After the passing of yet another legendary creative artist, people from around the globe have been paying tribute to pop musician Prince.
While many celebrities, fans and leading political figures paid homage to the influential singer; a number of brands also paid their respects. However, as social media has learned recently with the passing of David Bowie, brands have to tread carefully to make sure they don't cause offense.
For companies who did pay their respects, purple-themed posts and famous lyrics by the singer, were popular as a way of celebrating his work. Here are just a few.
Leading newspapers, such as The New Yorker and New York Daily News, also paid tribute to the late musician with front page designs.
On top of that, tech firms Google and Snapchat honored Prince with a respective "Google Doodle" and Snapchat filter of Purple Rain.
However, not every tribute received the most positive of responses from the public.
Cheerios posted an image saying "Rest in Peace" with a single Cheerio on the 'I', however the tweet was shortly removed. Screenshots of the image soon surfaced however.
General Mills, manufacturer of Cheerios, issued a statement sent to CNBC that said it was removed out of respect for Prince and those mourning, but the tweet was to pay respects to a fellow resident of Minnesota.
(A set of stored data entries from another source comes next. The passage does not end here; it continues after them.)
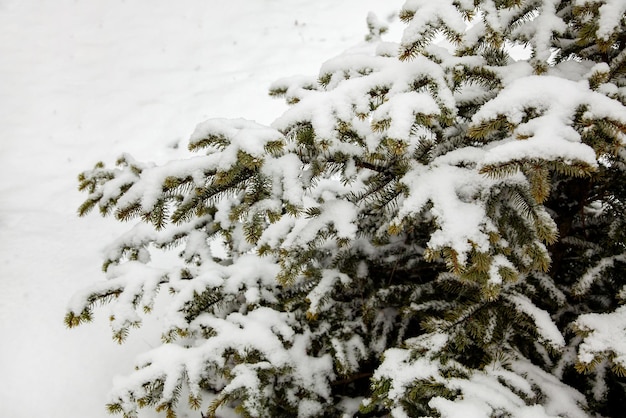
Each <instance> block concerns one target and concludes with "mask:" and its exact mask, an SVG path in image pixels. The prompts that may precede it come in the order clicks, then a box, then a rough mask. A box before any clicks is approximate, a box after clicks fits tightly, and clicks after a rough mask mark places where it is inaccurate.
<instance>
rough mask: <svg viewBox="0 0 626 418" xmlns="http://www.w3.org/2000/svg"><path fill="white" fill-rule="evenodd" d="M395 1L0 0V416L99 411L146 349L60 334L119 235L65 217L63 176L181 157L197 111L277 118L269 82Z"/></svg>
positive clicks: (363, 31) (357, 32)
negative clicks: (115, 387)
mask: <svg viewBox="0 0 626 418" xmlns="http://www.w3.org/2000/svg"><path fill="white" fill-rule="evenodd" d="M401 4H402V1H401V0H342V1H335V0H230V1H228V2H224V1H219V0H178V1H176V2H174V1H169V0H55V1H47V0H0V417H7V418H22V417H24V418H26V417H28V418H31V417H46V418H57V417H64V418H75V417H76V418H78V417H81V418H83V417H91V418H98V417H105V416H107V414H106V412H105V409H104V403H105V402H106V394H107V391H108V389H109V387H110V386H111V382H112V381H113V379H114V377H115V376H116V375H120V374H124V373H125V372H127V371H129V370H130V369H131V368H132V364H133V358H134V356H135V355H136V354H138V353H140V352H142V351H145V350H147V349H148V348H150V347H151V346H152V345H154V344H155V342H154V341H151V340H150V338H153V337H152V336H150V337H149V336H148V335H147V334H146V333H142V332H141V331H140V332H137V333H135V334H131V337H130V338H129V341H128V342H127V343H125V344H124V345H122V346H118V345H116V344H115V343H114V342H113V341H112V340H111V339H110V333H109V329H108V325H107V323H106V322H107V321H106V318H105V317H104V316H105V315H103V312H100V315H99V316H97V318H96V321H95V323H93V324H88V325H85V326H82V327H79V328H78V329H76V330H67V329H65V328H64V326H63V316H64V313H65V306H66V304H67V302H68V300H69V298H70V296H71V295H72V293H73V292H74V291H76V290H78V289H80V288H81V287H83V286H85V285H87V284H89V283H92V282H94V281H96V280H102V278H103V276H102V273H101V271H100V262H101V260H100V255H101V249H102V248H103V246H104V245H105V244H106V243H107V242H108V241H110V240H111V239H113V238H114V237H115V236H116V234H118V233H120V232H121V231H122V230H123V229H124V225H116V223H115V222H114V221H113V220H111V219H104V220H103V219H101V218H99V217H98V216H97V215H95V214H94V215H91V216H89V217H87V218H81V219H79V218H77V217H76V215H75V213H76V208H77V207H78V205H79V204H80V203H81V199H82V197H83V196H82V195H80V194H79V193H78V192H77V191H76V175H77V174H78V173H79V172H80V171H82V170H84V169H87V168H91V167H92V166H93V164H94V163H95V162H96V161H98V160H103V161H105V162H107V163H112V162H113V161H114V159H115V158H116V157H117V156H118V155H119V154H120V153H122V152H130V153H131V154H133V155H134V156H135V157H136V158H137V159H139V160H152V161H163V160H165V159H171V158H175V157H176V156H180V155H181V154H182V153H183V152H184V151H183V150H184V148H185V143H186V139H187V137H188V135H189V134H190V133H191V132H192V131H193V128H194V126H195V125H196V124H197V123H198V122H201V121H202V120H204V119H206V118H208V117H245V118H248V119H254V120H257V121H259V122H262V123H270V122H271V121H272V120H273V119H274V118H275V117H277V116H279V115H280V113H281V112H282V111H283V110H284V109H285V105H284V104H283V103H282V102H281V101H279V100H274V99H271V98H269V97H268V95H267V88H268V86H269V84H270V83H271V82H272V81H273V80H275V79H276V78H279V77H283V76H290V75H293V74H316V73H317V70H318V68H319V65H320V64H321V63H322V62H323V61H324V60H325V59H328V58H331V57H332V56H334V55H336V54H338V53H340V52H341V51H343V50H344V49H346V48H348V47H350V46H352V45H354V44H356V43H358V42H360V41H361V40H362V39H363V36H364V35H365V33H366V26H365V17H366V14H367V12H368V11H374V12H375V13H376V14H377V15H378V16H379V17H380V18H381V19H386V18H387V17H388V16H389V15H390V13H391V12H392V11H393V10H395V9H397V8H399V6H401ZM178 144H180V145H181V147H178V149H175V146H176V145H178ZM148 326H149V324H148ZM145 416H153V415H152V414H146V415H145Z"/></svg>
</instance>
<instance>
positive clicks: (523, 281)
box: [66, 0, 626, 418]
"As a Minnesota brand, Cheerios wanted to acknowledge the loss of a musical legend in our hometown. But we quickly decided that we didn't want the tweet to be misinterpreted, and removed it out of respect for Prince and those mourning," Mike Siemienas, manager of brand media relations at General Mills, said.
Other brands have also received mixed reviews from social media users, including manufacturer 3M; bourbon whisky brand Maker's Mark; and Hamburger Helper, with the latter having since deleted its Twitter post.
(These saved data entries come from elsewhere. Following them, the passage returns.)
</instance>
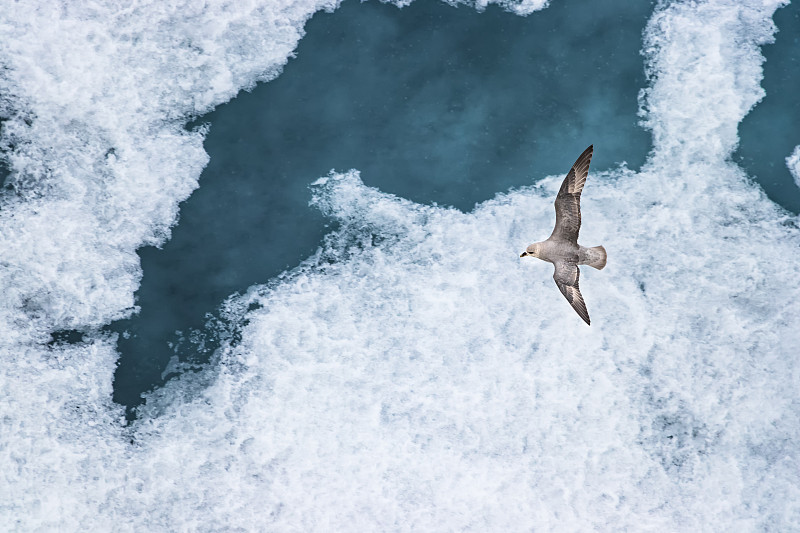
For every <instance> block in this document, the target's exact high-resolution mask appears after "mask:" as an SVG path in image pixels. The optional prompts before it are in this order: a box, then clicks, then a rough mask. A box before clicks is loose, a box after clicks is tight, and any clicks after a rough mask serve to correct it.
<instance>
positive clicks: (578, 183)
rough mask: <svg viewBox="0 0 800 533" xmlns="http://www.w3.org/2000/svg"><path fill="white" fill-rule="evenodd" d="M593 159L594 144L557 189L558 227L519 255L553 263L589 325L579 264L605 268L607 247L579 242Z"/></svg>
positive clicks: (560, 276) (579, 161)
mask: <svg viewBox="0 0 800 533" xmlns="http://www.w3.org/2000/svg"><path fill="white" fill-rule="evenodd" d="M591 160H592V146H590V147H589V148H587V149H586V150H584V152H583V153H582V154H581V155H580V157H579V158H578V160H577V161H575V164H574V165H572V168H571V169H570V171H569V173H568V174H567V177H566V178H564V182H563V183H562V184H561V188H560V189H559V190H558V196H556V227H555V229H553V233H552V235H550V237H548V238H547V240H546V241H542V242H537V243H534V244H531V245H529V246H528V247H527V248H526V249H525V251H524V252H522V254H521V255H520V257H526V256H529V255H530V256H533V257H537V258H539V259H541V260H543V261H547V262H548V263H553V266H555V273H554V274H553V279H554V280H555V282H556V285H558V288H559V290H560V291H561V294H563V295H564V298H566V299H567V301H568V302H569V303H570V305H572V308H573V309H575V311H576V312H577V313H578V316H580V317H581V318H582V319H583V320H584V322H586V323H587V324H591V322H590V321H589V312H588V311H587V310H586V303H584V301H583V295H581V289H580V287H579V286H578V280H579V279H580V277H581V271H580V269H579V268H578V265H589V266H590V267H594V268H596V269H597V270H603V267H605V266H606V249H605V248H603V247H602V246H594V247H592V248H586V247H585V246H581V245H580V244H578V232H579V231H580V230H581V192H582V191H583V185H584V184H585V183H586V176H587V175H588V174H589V162H590V161H591Z"/></svg>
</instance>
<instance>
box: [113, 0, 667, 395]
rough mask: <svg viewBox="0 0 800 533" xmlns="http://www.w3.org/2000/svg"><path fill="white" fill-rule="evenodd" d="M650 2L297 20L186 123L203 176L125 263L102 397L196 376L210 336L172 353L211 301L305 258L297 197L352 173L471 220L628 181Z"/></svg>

When it comes to tributes, it can become quite easy for brands to face criticism, Professor Christian Fuchs, director of the Westminster Institute for Advanced Studies, explains.
"When a celebrity such as Prince or David Bowie dies, all public and social media attention is for a couple of days on this event. Brands should refrain from making social media announcements mourning such tragic deaths," Fuchs told CNBC via email.
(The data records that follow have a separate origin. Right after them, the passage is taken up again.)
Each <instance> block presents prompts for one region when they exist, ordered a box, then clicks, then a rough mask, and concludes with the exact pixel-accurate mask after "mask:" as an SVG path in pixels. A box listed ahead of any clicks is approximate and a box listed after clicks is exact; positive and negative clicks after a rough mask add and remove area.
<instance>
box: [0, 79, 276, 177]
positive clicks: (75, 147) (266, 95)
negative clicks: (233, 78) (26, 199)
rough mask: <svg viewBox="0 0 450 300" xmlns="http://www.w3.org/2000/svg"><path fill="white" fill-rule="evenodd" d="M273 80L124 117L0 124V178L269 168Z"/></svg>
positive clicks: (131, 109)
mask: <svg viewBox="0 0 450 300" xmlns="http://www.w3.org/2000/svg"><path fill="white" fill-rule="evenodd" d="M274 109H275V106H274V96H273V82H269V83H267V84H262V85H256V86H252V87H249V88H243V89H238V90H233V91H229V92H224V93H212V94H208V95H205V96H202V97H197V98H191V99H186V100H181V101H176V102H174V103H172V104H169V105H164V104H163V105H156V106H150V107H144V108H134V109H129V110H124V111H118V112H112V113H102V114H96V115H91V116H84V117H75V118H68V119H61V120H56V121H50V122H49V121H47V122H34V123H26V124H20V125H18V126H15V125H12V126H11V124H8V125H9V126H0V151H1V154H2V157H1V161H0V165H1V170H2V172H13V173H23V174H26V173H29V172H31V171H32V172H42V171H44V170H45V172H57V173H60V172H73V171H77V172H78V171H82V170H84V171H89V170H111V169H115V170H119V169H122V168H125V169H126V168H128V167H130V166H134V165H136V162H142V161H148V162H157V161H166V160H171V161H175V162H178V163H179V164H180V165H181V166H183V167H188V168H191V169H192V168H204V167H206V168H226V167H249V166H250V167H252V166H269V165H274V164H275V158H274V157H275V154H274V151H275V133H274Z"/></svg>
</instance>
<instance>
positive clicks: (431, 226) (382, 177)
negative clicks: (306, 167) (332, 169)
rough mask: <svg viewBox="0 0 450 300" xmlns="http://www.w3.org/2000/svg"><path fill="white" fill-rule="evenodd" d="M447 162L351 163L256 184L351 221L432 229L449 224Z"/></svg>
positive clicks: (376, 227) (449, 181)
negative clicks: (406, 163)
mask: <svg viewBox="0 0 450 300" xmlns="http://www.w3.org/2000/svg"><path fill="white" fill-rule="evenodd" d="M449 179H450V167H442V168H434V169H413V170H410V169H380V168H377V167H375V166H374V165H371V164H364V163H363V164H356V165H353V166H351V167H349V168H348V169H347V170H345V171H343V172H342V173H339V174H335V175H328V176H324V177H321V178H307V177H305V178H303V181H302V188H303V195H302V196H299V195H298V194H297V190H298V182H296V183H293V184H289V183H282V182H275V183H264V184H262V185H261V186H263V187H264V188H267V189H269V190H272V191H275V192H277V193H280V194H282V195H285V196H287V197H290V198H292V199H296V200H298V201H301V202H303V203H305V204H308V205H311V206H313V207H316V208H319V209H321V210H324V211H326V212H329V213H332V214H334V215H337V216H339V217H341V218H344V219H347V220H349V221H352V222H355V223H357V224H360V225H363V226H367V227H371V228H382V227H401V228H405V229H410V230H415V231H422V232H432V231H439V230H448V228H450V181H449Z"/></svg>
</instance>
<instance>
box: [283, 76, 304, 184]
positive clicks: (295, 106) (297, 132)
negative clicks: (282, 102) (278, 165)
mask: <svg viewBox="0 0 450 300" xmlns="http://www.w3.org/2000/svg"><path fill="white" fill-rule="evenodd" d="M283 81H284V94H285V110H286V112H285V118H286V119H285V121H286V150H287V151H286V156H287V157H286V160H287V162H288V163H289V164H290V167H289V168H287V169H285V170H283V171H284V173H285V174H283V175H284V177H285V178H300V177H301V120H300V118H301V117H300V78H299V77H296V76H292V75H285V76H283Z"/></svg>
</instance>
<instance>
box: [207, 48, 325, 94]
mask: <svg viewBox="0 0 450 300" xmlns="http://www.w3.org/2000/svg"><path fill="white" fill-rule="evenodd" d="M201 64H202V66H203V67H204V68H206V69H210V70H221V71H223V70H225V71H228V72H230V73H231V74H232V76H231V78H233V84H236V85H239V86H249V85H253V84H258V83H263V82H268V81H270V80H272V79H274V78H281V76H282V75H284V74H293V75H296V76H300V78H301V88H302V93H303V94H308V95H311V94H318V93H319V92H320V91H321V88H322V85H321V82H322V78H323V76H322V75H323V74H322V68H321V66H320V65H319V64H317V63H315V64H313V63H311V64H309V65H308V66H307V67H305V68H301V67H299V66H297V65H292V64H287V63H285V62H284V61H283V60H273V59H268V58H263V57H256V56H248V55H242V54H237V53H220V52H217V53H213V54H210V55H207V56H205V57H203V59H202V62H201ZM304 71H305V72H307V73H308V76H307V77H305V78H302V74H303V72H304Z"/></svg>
"They can easily face criticism that the impression is created they take advantage of public attention for commercial reasons."
"Death and the logic of commerce do not belong together. The end of a person's life is always tragic and such a loss should never be turned into an advertising spectacle," Fuchs added.
Prince passed away at his Paisley Park residence on Thursday morning, his publicist confirmed in a statement. The singer sold tens of millions of albums to fans across the globe during his career, and received several Grammy awards for his contribution. He was 57.